The old legal discovery process used to entail many boxes, filled with memos, e-mails, letters, and other documentation hidden with information that may or may not contain a means for finding a party guilty. However, within the last ten years there has been a bigger push and switch to a different medium, that is, “e-discovery.” The e-discovery term encompasses metadata, drafts of documents, and user inputs that was otherwise excluded in the past. While there are economic benefits for switching to the use of e-discovery, issues have also come to rise.

A partner, Steven Bennett, from Jones Day, discusses one problem with information coming in by double and even triple the loads. Reviewing the “extra” documentation means more lawyers need to seek time to review it, firms need to outsource the job to a trusting company, and judges have to seek a way to police that proper information is being provided to opposing parties. (See link at http://www.lawcrossing.com/article/381/E-discovery-The-Source-the-Problem-the-Cure/). Additionally, the concern of giving up protected information increases while handing off digital information by these increased masses. However, an even bigger concern lawyers should be aware of is their crucial role in determining what electronic discovery is saved and available for the other side to review.
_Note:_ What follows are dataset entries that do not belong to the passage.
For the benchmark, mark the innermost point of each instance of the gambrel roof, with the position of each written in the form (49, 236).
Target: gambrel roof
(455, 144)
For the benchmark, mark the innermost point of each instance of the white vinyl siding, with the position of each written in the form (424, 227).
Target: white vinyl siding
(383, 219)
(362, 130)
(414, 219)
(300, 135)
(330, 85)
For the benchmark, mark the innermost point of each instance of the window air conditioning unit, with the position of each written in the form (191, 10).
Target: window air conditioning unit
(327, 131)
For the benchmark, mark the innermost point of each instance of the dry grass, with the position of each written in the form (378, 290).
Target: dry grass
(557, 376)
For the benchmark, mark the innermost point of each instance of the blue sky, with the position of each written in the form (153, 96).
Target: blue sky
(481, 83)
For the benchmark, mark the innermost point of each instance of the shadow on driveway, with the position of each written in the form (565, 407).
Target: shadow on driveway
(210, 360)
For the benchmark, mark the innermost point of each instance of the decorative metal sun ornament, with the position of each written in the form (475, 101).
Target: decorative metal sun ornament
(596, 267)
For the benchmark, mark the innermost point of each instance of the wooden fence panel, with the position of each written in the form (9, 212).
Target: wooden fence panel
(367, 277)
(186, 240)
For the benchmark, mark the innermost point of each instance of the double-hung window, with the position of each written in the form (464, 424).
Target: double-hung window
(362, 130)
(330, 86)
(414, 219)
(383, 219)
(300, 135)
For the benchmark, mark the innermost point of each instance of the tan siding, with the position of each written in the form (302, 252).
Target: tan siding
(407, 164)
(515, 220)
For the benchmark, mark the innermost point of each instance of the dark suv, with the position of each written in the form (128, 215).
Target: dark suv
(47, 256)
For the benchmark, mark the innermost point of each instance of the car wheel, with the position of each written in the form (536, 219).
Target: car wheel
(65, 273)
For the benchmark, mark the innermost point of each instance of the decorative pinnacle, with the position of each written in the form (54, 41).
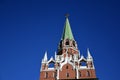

The Zubulake Court held that a “duty to preserve” begins at the time litigation is “reasonably anticipated.” Thus, once litigation is reasonably anticipated, a litigation hold should be put in place. A litigation hold is a means of notifying others that litigation may be in the future and therefore, documents/information is to be preserved. The litigation hold “runs first to counsel, who has ‘a duty to advise his client of the type of information potentially relevant to the lawsuit and of the necessity of preventing its destruction.”’ See Turner v. Hudson Transit Lines, Inc., 142 F.R.D. 68, 73 (S.D.N.Y. 1991).  Further, this duty is more complicated because counsel is to communicate with all “key players” about potential information relevant to the lawsuit.

Indeed, Zubulake identified “key players” as “the people identified in a party’s initial disclosure and any subsequent supplementation thereto. Because these ‘key players’ are the ‘[ones] likely to have relevant information,’ it is particularly important that the preservation duty be communicated clearly to them.” These “key players” then have a duty to preserve what a potential litigant “knows, or reasonably should know, is relevant in the action, is reasonably calculated to lead to the discovery of admissible evidence, is reasonably likely to be requested during discovery and/or is the subject of a pending discovery request.” See Zubulake v. UBS Warburg LLC, 229 F.R.D. 422, 432 (S.D.N.Y. 2004).

With all that being said, making the determination on what to save becomes an important duty of the lawyer as the Civil Rules of Procedure provide that sanctions may be applicable when there is a failure to preserve electronically stored information. See Federal Rule Civil Procedure 37(e). In sum, the issue of preserving and preventing electronically stored information gives the lawyer a more active role and responsibility for when litigation may be anticipated. Thus, keeping up to do on new decisions and being in active communication with your clients is the best way to move forward when dealing with electronically stored information.